From here, you will plan what’s called “content silos”.
Here is the basic process:
- Review an existing service page (if you have one) and optimize it as best you can. Ideally, this is a page that’s already performing well and is otherwise a “low-hanging fruit” page.
- If you don’t have any existing service pages, create one based on one of your high-priority keywords. Again, these should be a keyword that is meant to attract your preferred type of cases.
- Next, build a “silo” of content around your main page. In other words, create new pages that are topically related to your main service page, but that target slightly different keywords (ideally, “long-tail”, lower competition keywords).
- Add internal links between these pages and your primary service page.
- Over time, build backlinks to these pages (through guest posting, PR, content marketing, etc.)
Below is an example of a content silo approach for “personal injury:”
5. Identify Supporting Topics
As part of your website content strategy, you’ll then want to create other supporting content pieces. This should be content that provides value to your potential clients.
FAQs, blogs, and other service pages can support your main pages.
For example, if you are a DUI lawyer, you might want to publish an FAQ page that addresses the main questions clients have about DUI law, or a blog post titled “What to Do When You Get a DUI.”
There are a few tools you can use to research supporting topics:
- Semrush – Use this tool to identify untapped keywords, content topics, and more.
- AlsoAsked – Identify other questions people have searched for relevant to your primary topic.
- Answer the Public – Use this search listening tool to identify topics and questions related to your practice area.
Below is an example of how the full content silo can come together for “Los Angeles Car Accident Lawyer:”
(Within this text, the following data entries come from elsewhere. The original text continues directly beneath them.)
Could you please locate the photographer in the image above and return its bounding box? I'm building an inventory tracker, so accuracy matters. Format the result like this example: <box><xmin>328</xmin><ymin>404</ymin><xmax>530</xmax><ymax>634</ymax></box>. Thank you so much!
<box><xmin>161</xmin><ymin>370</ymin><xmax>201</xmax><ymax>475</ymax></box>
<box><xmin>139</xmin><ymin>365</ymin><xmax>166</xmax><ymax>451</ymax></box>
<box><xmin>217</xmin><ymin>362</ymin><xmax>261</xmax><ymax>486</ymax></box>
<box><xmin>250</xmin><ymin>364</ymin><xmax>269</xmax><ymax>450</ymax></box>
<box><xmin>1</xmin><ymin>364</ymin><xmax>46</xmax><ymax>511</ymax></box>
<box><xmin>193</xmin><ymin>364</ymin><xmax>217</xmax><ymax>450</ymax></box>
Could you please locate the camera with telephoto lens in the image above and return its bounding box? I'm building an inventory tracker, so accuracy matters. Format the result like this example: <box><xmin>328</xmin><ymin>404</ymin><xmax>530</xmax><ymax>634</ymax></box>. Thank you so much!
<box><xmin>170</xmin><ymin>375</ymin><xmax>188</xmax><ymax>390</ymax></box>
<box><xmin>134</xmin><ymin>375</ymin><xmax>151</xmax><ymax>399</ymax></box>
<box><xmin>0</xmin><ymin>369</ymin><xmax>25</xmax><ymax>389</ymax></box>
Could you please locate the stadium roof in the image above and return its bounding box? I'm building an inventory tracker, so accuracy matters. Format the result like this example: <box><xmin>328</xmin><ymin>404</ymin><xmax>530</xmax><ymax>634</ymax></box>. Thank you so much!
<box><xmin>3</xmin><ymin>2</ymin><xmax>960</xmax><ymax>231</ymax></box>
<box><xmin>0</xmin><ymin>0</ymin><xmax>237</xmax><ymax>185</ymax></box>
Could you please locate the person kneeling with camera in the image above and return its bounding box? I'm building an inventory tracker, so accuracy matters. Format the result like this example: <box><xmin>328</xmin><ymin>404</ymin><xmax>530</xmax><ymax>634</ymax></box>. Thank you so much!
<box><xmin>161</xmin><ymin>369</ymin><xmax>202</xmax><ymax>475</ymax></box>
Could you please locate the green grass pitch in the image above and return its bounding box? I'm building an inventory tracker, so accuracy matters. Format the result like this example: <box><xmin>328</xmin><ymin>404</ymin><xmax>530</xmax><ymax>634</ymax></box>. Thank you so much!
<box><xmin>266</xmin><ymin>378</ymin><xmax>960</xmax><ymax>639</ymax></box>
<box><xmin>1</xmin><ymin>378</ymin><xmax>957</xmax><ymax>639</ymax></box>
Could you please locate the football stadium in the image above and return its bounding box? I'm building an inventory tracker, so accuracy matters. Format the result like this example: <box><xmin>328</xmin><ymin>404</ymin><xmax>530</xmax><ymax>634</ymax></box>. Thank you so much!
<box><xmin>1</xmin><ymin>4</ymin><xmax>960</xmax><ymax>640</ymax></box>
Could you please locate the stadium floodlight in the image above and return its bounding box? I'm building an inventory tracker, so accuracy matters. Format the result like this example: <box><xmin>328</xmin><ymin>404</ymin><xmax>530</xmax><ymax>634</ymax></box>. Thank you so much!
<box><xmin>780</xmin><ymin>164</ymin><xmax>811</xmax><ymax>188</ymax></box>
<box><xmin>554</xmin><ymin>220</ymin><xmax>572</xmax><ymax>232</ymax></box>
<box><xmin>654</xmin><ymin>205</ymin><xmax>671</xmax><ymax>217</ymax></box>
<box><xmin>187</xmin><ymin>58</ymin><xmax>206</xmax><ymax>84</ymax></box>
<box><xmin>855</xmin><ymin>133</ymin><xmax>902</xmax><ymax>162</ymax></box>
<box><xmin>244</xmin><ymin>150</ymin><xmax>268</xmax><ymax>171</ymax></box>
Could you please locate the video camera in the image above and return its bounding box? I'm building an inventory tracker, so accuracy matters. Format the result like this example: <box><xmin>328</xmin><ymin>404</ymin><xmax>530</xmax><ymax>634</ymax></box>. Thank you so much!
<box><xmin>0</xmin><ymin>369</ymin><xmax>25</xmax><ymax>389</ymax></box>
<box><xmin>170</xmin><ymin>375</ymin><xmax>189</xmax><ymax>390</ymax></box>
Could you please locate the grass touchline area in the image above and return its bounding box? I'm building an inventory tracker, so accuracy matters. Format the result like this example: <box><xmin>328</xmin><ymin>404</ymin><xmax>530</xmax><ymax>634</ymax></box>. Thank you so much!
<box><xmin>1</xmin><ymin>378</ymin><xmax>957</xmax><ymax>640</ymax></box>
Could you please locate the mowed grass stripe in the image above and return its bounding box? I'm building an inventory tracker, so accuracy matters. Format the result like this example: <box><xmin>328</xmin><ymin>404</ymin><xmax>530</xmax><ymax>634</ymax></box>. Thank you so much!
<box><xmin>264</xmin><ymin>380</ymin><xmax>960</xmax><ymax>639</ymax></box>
6. Build An Editorial Calendar
Once you have all of your content ideas down on paper, it’s time to develop your editorial calendar.
This is essentially a plan of what content you need to create when you want to publish it, and what keywords you plan to target.
Here are a few tips to get you started:
- Always prioritize main pages. These should be the first content pieces you create on your website.
- Create or revise your main pages and monitor their performance. Use Google Analytics and other SEO tools to keep your eye on how your content is performing.
- Depending on budget and urgency, you might start with all main pages, or go silo by silo. Determine which service pages are most important to you. You can create all of your main pages at once, or develop the entire silo as you go.
- Keep a record of your target keywords. Just because you “optimize” for them doesn’t mean your content will automatically rank for your target keywords. In your editorial calendar, keep track of the keywords you wish to target – by page – so you have a record of your original SEO strategy.
What Makes A Winning Law Firm Website Strategy?
The key to achieving seven figures with your law firm website is content.
Content allows you to target your ideal clients, attract your preferred cases, engage your audience, and so much more.
A well-thought-out content strategy will empower your website to achieve more for your business than any other marketing channel could!
Above, I outline a few steps to developing this type of winning strategy. But, achieving excellence takes time.
I recommend keeping your eye on the prize, monitoring performance, and making updates as you go along.
This will help you reach your desired result.